The news that brick will disappear from a one block stretch of Bloomingdale Avenue between Hermitage Avenue and Winchester Street comes in wake of the Bloomingdale Trail construction.
A $91 million effort that's creating a 2.7-mile elevated trail adjacent to the brick street to be paved over, the Bloomingdale project also includes converting the narrow Bloomingdale Avenue to a one-way westbound street in the portions of the trail that pass through Bucktown.
In a statement Friday, CDOT spokesman Bill McCaffrey said the improvements scheduled to be made to Bloomingdale Avenue "includes removing the outdated brick pavers between Wood Street and Hermitage Avenue and laying asphalt to create a more comfortable ride for all roadway users, improve drainage and allow for easier maintenance."
Near the end of a community meeting Wednesday, Bucktown resident Sandy Johnson called the bricks a "last vestige of charm."
"Leave hands off bricks. Why can't we have some charm left in Bucktown?" Johnson said.
Previously, Paul Sajovec, a spokesman for Ald. Scott Waguespack (32nd), said he's "sympathetic to the idea that there's a value in having brick streets."
Sajovec said that there was a plan in 2010 to re-construct an all-brick street on Lister Avenue on the northern edge of Bucktown.
But Sajovec said "it was two and a half times more expensive" to restore the brick on Lister Street rather than use asphalt.
On Thursday, while walking back from afternoon mass at St. Mary of the Angels Church at 1850 N. Hermitage Ave., which abuts the brick street, Tom Flanagan said he "enjoys the bricks" but "suspects it's more practical" to have asphalt streets.
Mary Drogus, 65, was walking her daughter's dog, Scooter on the brick street.

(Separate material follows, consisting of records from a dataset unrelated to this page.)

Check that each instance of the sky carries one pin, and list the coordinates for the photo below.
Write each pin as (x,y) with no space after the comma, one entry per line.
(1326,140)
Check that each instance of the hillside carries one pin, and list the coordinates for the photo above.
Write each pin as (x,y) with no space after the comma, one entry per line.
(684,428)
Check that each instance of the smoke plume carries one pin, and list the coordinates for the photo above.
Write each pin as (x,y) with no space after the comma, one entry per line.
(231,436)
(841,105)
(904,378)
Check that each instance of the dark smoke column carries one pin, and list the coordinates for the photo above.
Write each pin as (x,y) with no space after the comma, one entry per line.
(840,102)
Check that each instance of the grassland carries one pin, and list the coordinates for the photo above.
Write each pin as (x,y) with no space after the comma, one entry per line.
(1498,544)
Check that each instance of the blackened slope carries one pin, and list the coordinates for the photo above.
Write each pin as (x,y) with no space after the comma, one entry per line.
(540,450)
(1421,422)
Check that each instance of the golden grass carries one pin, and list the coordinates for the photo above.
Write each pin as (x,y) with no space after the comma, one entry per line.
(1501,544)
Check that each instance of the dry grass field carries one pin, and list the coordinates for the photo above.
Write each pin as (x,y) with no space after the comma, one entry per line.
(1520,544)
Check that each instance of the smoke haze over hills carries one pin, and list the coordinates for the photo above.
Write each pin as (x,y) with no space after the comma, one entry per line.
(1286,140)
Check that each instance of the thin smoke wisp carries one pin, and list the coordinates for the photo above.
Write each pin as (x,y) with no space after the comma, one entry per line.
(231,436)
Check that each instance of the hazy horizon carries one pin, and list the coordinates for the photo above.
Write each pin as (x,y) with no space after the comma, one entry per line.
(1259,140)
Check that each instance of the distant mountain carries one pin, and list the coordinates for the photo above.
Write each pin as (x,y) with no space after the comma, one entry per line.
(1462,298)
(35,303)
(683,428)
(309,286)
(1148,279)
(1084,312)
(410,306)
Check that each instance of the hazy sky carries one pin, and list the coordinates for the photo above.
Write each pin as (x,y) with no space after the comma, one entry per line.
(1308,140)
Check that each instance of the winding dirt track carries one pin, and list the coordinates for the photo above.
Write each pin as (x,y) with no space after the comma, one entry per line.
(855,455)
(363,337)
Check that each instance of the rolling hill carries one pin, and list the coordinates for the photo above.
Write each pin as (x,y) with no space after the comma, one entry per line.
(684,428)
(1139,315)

"I do love the brick," Drogus said, almost wistfully, as Scooter lapped up rainwater with his tongue from a puddle that had formed where the bricks had buckled.
Drogus lives in the suburbs but grew up in the city and visits Bucktown frequently, she said.
"Bricks are nice if they're kept up," she said, but added that the bricks she was standing on were, "not safe and bad for walking on."
In May, after crews paved over a brick street on Concord Place just west of Damen Avenue, several residents expressed sadness over the loss of the brick.
"We've been a city since 1871 and are losing our historic identity little by little," lamented Steve Jensen, president of the Bucktown Community Organization.